At a conference in Miami on Monday, Musk said a lower price was not “out of the question,” the latest indication that he may be distancing himself from his initial $44 billion offer, which was announced April 25.

But if Musk can show he was misled about the number of fake accounts, it would give him the option of walking away, though legal experts have expressed doubt about the strategy. The terms of the agreement carry a $1 billion termination fee, and his withdrawal could trigger a messy legal battle, some experts have said.

The tussle over fake accounts marks the latest curveball in the quest of the world’s richest man to take the influential social media platform. Musk has more than 93.7 million Twitter followers, making him one of the site’s most popular users.

Tesla shares, a major source of Musk’s massive fortune — he is worth $213 billion by Bloomberg estimates — have dropped more than 30 percent since Musk first disclosed his minority ownership in Twitter in April, wiping roughly $300 billion off the EV maker’s market capitalization according to Dan Ives, managing director of Wedbush Securities. Musk’s personal worth is down nearly $57 billion so far this year.

The deal has heaped pressure on Tesla’s stock in a risky market environment, Ives said, and that in concert with other financing factors has “caused Musk to get cold feet.” He noted that the bot question is not new, but rather is likely “more of a scapegoat to push for a lower price.”

“The stark reality for Twitter is that no other strategic/financial bidder will come near this deal and Musk knows that,” Ives said in commentary Tuesday.

Twitter’s stock has already given up all the gains it made in light of the deal, sliding 8 percent Monday and edging lower in afternoon trading. Tesla’s shares crept up 1.8 percent.

The issue of bots — accounts that often peddle cryptocurrency scams or other schemes — prompted Musk to declare the deal on hold last week.

In a thread on Twitter’s methodology, CEO Parag Agrawal said Monday that the site suspends more than half a million spam accounts daily. He said its estimate of bots is based on reviews, conducted by people quarterly, of thousands of accounts that it counts as active and that are randomly sampled.

Musk responded to the thread with a poop emoji.

Musk said at Monday’s conference that he thought the proportion of bots is higher than what Twitter has announced.
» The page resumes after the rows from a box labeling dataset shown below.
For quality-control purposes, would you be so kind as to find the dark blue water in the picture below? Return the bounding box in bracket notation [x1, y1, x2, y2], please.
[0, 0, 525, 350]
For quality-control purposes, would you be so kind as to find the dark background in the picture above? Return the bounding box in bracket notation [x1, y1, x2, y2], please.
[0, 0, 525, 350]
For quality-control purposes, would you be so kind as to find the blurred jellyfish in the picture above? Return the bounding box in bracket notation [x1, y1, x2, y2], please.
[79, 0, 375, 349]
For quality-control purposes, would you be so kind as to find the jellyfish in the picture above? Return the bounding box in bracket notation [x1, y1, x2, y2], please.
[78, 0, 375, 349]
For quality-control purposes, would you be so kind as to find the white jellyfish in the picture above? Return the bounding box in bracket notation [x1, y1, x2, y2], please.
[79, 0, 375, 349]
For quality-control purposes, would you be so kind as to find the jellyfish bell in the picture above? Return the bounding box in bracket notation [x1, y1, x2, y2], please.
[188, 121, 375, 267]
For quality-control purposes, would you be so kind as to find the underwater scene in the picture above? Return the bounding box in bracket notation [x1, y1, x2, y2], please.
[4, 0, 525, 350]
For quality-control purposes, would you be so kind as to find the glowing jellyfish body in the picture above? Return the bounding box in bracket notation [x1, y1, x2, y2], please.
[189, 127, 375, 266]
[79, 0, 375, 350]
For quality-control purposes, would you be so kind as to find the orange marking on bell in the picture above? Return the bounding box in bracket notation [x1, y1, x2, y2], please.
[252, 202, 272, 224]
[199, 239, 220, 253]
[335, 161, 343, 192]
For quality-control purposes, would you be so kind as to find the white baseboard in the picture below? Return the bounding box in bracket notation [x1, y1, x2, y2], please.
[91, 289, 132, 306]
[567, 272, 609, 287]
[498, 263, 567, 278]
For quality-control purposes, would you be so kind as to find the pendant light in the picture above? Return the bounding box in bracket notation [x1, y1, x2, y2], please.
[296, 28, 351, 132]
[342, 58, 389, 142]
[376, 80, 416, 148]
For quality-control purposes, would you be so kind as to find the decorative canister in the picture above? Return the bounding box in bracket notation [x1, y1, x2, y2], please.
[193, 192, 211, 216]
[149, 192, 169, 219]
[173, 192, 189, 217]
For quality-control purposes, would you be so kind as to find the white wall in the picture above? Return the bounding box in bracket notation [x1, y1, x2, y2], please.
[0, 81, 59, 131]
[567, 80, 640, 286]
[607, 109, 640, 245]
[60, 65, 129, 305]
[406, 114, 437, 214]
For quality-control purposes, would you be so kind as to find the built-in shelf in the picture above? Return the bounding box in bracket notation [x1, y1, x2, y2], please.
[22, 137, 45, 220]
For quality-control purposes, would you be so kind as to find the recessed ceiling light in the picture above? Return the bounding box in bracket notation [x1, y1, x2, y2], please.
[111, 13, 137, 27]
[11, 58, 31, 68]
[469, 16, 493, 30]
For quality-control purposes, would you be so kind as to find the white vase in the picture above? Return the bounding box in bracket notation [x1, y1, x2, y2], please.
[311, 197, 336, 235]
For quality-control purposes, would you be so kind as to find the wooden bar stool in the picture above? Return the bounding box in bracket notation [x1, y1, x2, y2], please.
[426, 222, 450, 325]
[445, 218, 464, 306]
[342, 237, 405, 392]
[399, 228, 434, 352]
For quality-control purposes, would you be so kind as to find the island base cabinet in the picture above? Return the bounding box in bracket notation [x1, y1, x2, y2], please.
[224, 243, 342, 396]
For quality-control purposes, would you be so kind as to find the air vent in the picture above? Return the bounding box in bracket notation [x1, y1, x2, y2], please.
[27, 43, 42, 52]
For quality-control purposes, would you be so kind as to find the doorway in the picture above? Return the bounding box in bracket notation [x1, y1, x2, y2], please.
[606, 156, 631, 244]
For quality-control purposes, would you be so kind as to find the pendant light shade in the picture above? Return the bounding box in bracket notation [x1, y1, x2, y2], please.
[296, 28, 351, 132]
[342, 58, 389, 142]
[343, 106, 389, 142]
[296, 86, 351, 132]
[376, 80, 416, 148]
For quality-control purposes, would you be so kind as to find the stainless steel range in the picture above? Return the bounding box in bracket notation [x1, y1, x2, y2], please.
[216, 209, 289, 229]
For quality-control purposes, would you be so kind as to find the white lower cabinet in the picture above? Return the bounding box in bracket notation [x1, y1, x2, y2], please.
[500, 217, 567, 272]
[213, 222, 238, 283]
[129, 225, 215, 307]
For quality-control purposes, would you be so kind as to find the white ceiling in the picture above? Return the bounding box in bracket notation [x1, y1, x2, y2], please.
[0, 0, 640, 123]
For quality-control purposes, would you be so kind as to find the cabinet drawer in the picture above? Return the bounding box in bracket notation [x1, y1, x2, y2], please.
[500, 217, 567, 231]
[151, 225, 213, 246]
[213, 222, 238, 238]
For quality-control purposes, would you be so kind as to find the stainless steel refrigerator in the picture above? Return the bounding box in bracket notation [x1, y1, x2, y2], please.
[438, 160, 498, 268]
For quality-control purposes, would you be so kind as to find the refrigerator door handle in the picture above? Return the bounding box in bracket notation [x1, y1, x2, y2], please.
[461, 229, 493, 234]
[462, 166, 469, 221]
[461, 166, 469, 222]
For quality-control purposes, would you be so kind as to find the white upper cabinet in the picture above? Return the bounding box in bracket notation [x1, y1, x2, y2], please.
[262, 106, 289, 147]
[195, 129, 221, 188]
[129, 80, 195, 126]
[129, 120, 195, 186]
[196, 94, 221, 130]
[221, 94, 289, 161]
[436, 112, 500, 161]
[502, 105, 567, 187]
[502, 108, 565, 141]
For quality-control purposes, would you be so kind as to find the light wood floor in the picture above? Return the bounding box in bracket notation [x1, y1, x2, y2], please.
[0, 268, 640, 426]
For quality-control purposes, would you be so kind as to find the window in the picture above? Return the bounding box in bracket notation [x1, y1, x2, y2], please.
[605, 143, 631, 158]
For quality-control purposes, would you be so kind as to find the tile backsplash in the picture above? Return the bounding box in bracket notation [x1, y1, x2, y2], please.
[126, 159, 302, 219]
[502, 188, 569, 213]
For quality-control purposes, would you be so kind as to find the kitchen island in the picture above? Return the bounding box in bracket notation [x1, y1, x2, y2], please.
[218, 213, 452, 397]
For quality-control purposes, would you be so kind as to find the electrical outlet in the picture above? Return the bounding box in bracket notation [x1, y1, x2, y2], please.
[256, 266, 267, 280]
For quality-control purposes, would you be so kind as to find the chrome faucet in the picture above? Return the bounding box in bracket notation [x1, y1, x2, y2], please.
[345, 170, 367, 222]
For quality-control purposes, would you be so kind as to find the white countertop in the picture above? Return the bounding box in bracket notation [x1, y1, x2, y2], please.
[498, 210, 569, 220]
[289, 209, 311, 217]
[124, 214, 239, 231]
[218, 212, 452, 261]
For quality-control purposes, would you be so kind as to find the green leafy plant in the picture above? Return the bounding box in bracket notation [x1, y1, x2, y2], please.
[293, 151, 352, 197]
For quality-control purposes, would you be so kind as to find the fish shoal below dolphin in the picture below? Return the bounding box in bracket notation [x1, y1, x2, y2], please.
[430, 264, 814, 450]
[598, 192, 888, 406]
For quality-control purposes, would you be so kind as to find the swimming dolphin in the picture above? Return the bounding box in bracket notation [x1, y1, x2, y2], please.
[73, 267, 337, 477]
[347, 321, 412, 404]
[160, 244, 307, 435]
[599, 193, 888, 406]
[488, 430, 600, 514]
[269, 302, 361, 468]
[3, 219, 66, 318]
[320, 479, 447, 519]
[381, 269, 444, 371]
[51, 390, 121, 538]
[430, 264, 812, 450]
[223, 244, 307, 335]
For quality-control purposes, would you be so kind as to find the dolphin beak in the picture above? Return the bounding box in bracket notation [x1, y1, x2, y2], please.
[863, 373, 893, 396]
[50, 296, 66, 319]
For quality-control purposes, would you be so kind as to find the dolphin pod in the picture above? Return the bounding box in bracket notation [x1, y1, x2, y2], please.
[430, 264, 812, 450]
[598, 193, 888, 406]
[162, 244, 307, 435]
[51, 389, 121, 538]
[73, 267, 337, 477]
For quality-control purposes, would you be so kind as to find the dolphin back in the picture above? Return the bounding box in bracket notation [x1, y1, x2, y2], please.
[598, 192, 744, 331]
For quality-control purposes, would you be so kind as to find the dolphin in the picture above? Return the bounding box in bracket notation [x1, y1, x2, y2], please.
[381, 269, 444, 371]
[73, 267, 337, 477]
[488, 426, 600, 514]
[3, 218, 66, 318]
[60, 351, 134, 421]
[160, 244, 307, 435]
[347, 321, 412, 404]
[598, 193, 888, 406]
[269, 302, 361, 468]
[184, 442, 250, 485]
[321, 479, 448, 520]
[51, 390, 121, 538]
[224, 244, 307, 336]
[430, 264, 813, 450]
“It’s a material adverse misstatement if they, in fact, have been vociferously claiming less than 5 percent of fake or spam accounts but in fact it is four or five times that number,” he said. “This is a big deal.”

The comments appear to refer to a contract clause that could allow him to back out in case of an occurrence that significantly changes the business.

To fund his push to take Twitter private, Musk had committed billions of dollars of his net worth, which the Bloomberg Billionaires Index estimates to be $213 billion. More recently, as the value of Tesla and other tech stocks plummeted, he sought more investors to lower his equity commitment in the deal, The Washington Post has reported.

Musk has said he wants to remove bot accounts after acquiring the company and promote “free speech” on Twitter, a view some employees worry could hurt safety policies put in place to protect users online. Musk’s plans include restoring the account of former president Donald Trump, who was banned after the Jan. 6, 2021, attack on the U.S. Capitol.

Last week, Agrawal announced a hiring freeze for Twitter and fired the company’s heads of revenue and consumer product. In a memo to employees first reported by the Verge, Agrawal, who has called himself a “lame duck CEO” amid Musk’s bid, cited a “less favorable” global economic backdrop and said the company had failed to hit “intermediate milestones” for audience and revenue goals it laid out at the pandemic’s nascency.

“And, of course, we are in the middle of an acquisition and we don’t yet know the timing of the close,” Agrawal noted in the memo. “In order to responsibly manage the organization as we sharpen our roadmaps and our work, we need to continue to be intentional about our teams, hiring and costs.”